Snow Cover Response to Climatological Factors at the Beas River Basin of W. Himalayas from MODIS and ERA5 Datasets

Sensors (Basel). 2023 Oct 11;23(20):8387. doi: 10.3390/s23208387.

Abstract

Glaciers and snow are critical components of the hydrological cycle in the Himalayan region, and they play a vital role in river runoff. Therefore, it is crucial to monitor the glaciers and snow cover on a spatiotemporal basis to better understand the changes in their dynamics and their impact on river runoff. A significant amount of data is necessary to comprehend the dynamics of snow. Yet, the absence of weather stations in inaccessible locations and high elevation present multiple challenges for researchers through field surveys. However, the advancements made in remote sensing have become an effective tool for studying snow. In this article, the snow cover area (SCA) was analysed over the Beas River basin, Western Himalayas for the period 2003 to 2018. Moreover, its sensitivity towards temperature and precipitation was also analysed. To perform the analysis, two datasets, i.e., MODIS-based MOYDGL06 products for SCA estimation and the European Centre for Medium-Range Weather Forecasts (ECMWF) Atmospheric Reanalysis of the Global Climate (ERA5) for climate data were utilized. Results showed an average SCA of ~56% of its total area, with the highest annual SCA recorded in 2014 at ~61.84%. Conversely, the lowest annual SCA occurred in 2016, reaching ~49.2%. Notably, fluctuations in SCA are highly influenced by temperature, as evidenced by the strong connection between annual and seasonal SCA and temperature. The present study findings can have significant applications in fields such as water resource management, climate studies, and disaster management.
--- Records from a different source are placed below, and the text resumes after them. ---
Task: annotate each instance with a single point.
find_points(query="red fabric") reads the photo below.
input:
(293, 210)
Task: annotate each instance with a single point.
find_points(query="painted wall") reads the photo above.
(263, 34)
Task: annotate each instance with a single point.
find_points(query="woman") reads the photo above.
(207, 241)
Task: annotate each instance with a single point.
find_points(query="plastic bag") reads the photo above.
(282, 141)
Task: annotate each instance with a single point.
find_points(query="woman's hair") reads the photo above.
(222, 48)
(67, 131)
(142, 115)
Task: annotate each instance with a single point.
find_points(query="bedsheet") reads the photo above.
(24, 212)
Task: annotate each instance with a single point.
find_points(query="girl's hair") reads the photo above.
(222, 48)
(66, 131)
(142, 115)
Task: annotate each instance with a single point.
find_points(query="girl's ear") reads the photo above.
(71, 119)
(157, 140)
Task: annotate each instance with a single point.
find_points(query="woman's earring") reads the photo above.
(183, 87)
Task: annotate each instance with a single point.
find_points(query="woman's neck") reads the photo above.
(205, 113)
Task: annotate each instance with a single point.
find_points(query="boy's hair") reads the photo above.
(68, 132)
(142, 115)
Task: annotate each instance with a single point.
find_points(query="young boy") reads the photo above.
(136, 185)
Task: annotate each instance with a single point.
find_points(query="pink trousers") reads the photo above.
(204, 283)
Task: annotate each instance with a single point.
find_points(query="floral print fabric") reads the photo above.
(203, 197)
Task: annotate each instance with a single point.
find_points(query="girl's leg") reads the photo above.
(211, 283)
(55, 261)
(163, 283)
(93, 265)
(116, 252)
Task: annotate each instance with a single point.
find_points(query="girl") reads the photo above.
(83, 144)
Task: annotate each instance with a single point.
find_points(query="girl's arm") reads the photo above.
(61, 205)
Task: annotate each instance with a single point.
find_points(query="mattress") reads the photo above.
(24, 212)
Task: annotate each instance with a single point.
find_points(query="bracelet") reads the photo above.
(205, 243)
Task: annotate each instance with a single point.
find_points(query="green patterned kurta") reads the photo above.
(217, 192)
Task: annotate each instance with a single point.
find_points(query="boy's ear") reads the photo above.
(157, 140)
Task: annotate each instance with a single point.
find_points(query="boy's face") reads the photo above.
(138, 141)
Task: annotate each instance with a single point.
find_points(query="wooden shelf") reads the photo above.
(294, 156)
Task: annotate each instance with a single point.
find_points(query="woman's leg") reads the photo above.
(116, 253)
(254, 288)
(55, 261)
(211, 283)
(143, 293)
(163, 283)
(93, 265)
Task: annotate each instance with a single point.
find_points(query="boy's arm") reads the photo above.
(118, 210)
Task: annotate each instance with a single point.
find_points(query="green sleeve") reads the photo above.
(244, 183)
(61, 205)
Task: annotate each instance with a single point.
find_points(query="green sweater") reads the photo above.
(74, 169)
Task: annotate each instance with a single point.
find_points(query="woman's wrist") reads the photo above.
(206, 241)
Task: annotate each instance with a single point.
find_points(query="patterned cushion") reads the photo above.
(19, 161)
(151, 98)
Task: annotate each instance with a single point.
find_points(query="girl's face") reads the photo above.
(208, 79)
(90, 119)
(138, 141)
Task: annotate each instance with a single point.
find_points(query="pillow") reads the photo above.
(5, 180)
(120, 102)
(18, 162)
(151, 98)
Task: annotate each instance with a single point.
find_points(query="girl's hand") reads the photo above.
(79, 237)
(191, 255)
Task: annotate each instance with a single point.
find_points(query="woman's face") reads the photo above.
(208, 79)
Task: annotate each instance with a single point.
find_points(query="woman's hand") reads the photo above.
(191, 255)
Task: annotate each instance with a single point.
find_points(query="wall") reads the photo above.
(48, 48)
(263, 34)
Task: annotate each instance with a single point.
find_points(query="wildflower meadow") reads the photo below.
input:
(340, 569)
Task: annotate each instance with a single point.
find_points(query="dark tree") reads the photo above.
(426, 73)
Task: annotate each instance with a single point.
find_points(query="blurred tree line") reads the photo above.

Keywords: European Centre for Medium-Range Weather Forecasts (ECMWF); Himalayas; climatological factors; permafrost; snow cover area (SCA).

Grants and funding

This research work is financially supported by the Women Scientist Scheme-A (WOS-A) Project (Grant No. SR/WOS-A/ET-55/2019) by the Department of Science and Technology (DST), Govt. of India (vishakha.sood@ieee.org). GPP’s participation in the research study was financially supported by the project “EO-PERSIST” European Union’s Horizon Europe Research and Innovation program HORIZON-MSCA-2021-SE-01-01 under grant agreement No. 101086386.